Nu de voorwaarden voor de ontheffing van moeder en stiefvader zijn vervuld (artikel 1:266 Burgerlijk Wetboek) en het belang van de minderjarige [ D ] en [ Z ] zich daartegen niet verzet en het zelfs duidelijk in hun belang is, kan het verzoek van de Raad voor de Kinderbescherming om moeder en stiefvader te ontheffen en de Stichting Jeugdzorg [K] als voogdes te benoemen worden toegewezen.
Wellicht dat nu de ontheffing wordt uitgesproken, vanuit de zekerheid die deze nieuwe situatie [ D ] en [ Z ] biedt, er alsnog een opening kan ontstaan om de relatie tussen de minderjarigen en moeder (en eventueel stiefvader) te verbeteren. In dat verband wil de rechtbank moeder en stiefvader er nogmaals op wijzen, zoals ook al ter zitting uitdrukkelijk is geschied, dat een uitgesproken ontheffing geen wijzigingen behoeft te betekenen in de al bestaande afspraken over de bezoekregeling van moeder met [ D ] en [ Z ]. Wel zal moeder dan zelf weer meer inhoud aan die bezoekregeling moeten gaan geven door afspraken voor de maandelijkse bezoekregeling te maken en gemaakte afspraken ook precies en correct na te komen.

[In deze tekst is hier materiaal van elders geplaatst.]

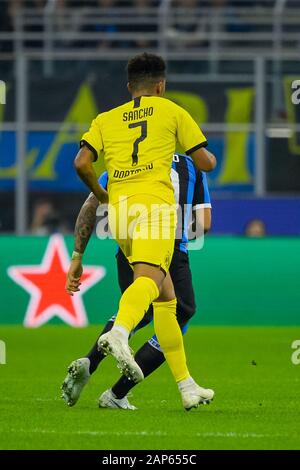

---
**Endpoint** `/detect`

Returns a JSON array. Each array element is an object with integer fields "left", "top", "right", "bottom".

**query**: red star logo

[{"left": 8, "top": 235, "right": 105, "bottom": 327}]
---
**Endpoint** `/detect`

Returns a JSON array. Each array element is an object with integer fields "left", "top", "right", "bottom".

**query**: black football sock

[
  {"left": 85, "top": 321, "right": 114, "bottom": 374},
  {"left": 112, "top": 342, "right": 165, "bottom": 399}
]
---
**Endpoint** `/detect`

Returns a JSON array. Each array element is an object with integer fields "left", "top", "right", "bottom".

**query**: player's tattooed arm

[{"left": 74, "top": 193, "right": 99, "bottom": 254}]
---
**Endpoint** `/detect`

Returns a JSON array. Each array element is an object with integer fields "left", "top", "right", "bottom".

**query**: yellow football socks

[
  {"left": 114, "top": 276, "right": 159, "bottom": 334},
  {"left": 153, "top": 299, "right": 190, "bottom": 382}
]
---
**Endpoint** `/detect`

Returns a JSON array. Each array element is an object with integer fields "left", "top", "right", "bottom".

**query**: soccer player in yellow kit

[{"left": 67, "top": 53, "right": 216, "bottom": 409}]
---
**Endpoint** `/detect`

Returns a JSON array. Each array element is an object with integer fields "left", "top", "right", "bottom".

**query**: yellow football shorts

[{"left": 108, "top": 194, "right": 177, "bottom": 273}]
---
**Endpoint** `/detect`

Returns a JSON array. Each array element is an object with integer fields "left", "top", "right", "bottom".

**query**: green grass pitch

[{"left": 0, "top": 326, "right": 300, "bottom": 450}]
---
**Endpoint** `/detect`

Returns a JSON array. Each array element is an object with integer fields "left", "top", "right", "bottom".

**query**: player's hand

[
  {"left": 66, "top": 259, "right": 83, "bottom": 295},
  {"left": 97, "top": 189, "right": 108, "bottom": 204}
]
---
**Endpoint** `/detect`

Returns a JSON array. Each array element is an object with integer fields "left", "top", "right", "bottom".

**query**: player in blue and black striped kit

[{"left": 62, "top": 154, "right": 211, "bottom": 409}]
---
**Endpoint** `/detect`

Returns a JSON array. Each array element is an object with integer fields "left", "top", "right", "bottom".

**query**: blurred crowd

[{"left": 0, "top": 0, "right": 290, "bottom": 51}]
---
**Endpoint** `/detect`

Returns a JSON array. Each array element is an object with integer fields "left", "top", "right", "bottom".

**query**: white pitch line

[{"left": 2, "top": 428, "right": 289, "bottom": 439}]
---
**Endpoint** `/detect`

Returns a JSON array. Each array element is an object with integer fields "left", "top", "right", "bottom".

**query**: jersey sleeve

[
  {"left": 193, "top": 171, "right": 211, "bottom": 210},
  {"left": 80, "top": 116, "right": 103, "bottom": 161},
  {"left": 177, "top": 107, "right": 207, "bottom": 155},
  {"left": 98, "top": 171, "right": 108, "bottom": 189}
]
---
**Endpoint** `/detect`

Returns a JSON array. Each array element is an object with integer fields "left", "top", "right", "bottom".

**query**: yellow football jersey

[{"left": 80, "top": 96, "right": 207, "bottom": 204}]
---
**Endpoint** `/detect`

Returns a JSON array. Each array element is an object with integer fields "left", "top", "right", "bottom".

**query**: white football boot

[
  {"left": 61, "top": 357, "right": 90, "bottom": 406},
  {"left": 179, "top": 382, "right": 215, "bottom": 411},
  {"left": 98, "top": 330, "right": 144, "bottom": 383},
  {"left": 99, "top": 389, "right": 137, "bottom": 410}
]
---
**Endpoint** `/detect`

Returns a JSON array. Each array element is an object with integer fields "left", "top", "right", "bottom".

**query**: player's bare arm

[
  {"left": 74, "top": 193, "right": 99, "bottom": 254},
  {"left": 66, "top": 193, "right": 99, "bottom": 295},
  {"left": 74, "top": 146, "right": 108, "bottom": 204},
  {"left": 191, "top": 147, "right": 217, "bottom": 172}
]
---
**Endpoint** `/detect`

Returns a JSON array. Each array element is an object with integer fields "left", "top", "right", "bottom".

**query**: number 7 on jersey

[{"left": 128, "top": 121, "right": 148, "bottom": 166}]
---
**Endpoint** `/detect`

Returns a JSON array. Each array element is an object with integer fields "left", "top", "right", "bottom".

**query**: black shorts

[{"left": 116, "top": 248, "right": 196, "bottom": 328}]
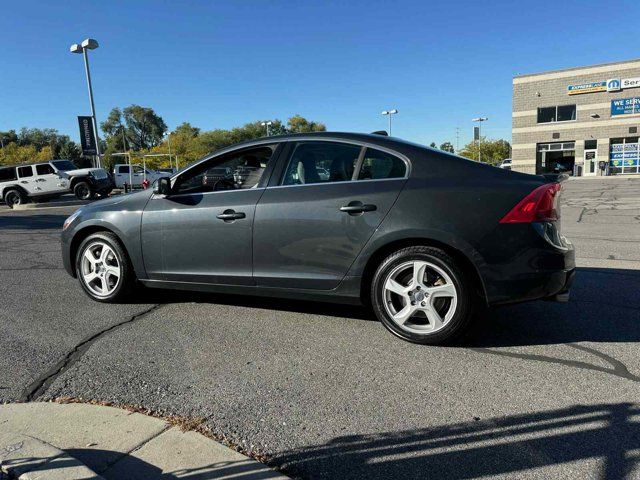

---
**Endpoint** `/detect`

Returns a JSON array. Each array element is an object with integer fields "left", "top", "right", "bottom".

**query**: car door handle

[
  {"left": 216, "top": 210, "right": 246, "bottom": 222},
  {"left": 340, "top": 202, "right": 378, "bottom": 215}
]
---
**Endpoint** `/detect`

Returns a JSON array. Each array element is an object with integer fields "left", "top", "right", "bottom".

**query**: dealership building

[{"left": 512, "top": 59, "right": 640, "bottom": 176}]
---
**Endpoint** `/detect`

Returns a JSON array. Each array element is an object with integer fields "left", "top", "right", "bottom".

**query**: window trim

[
  {"left": 536, "top": 103, "right": 578, "bottom": 125},
  {"left": 267, "top": 137, "right": 411, "bottom": 188},
  {"left": 165, "top": 142, "right": 283, "bottom": 198}
]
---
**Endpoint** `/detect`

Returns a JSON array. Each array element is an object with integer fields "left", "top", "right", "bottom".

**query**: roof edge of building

[{"left": 513, "top": 58, "right": 640, "bottom": 80}]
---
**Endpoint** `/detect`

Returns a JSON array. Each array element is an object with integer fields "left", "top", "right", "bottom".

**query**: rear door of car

[
  {"left": 17, "top": 165, "right": 38, "bottom": 196},
  {"left": 253, "top": 139, "right": 409, "bottom": 290},
  {"left": 34, "top": 163, "right": 66, "bottom": 194}
]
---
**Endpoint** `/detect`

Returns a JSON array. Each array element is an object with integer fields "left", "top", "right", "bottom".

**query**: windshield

[{"left": 51, "top": 160, "right": 78, "bottom": 172}]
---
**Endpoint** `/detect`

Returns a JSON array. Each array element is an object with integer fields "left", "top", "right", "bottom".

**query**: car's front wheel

[
  {"left": 76, "top": 232, "right": 134, "bottom": 303},
  {"left": 371, "top": 246, "right": 474, "bottom": 345},
  {"left": 4, "top": 190, "right": 25, "bottom": 208},
  {"left": 73, "top": 182, "right": 93, "bottom": 200}
]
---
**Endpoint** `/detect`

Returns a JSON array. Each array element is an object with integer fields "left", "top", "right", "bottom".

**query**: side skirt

Bij de stukken bevindt zich een verklaring van de Stichting Jeugdzorg [K] waarin deze zich bereid verklaart de voogdij over de minderjarigen te aanvaarden.
5. De beslissing
De rechtbank:
ontheft
[naam moeder],
en
[naam stiefv[achternaam],
van het ouderlijk gezag over de minderjarigen:
[ D ] [achternaam], geboren te [geboorteplaats] op [geboortedatum],
en
[ Z ] [achternaam], geboren te [geboorteplaats] op [geboortedatum]
benoemt de Stichting Jeugdzorg [K], [unit K], tot voogdes over de minderjarigen;
veroordeelt de moeder en stiefvader tot het doen van rekening en verantwoording van het gevoerde bewind aan de benoemde voogdes;
verklaart deze beschikking uitvoerbaar bij voorraad.
Deze beschikking is gegeven door mr. C.W.P. van Gelder, rechter tevens kinderrechter, en in het openbaar uitgesproken op 28 februari 2002 in aanwezigheid van de griffier.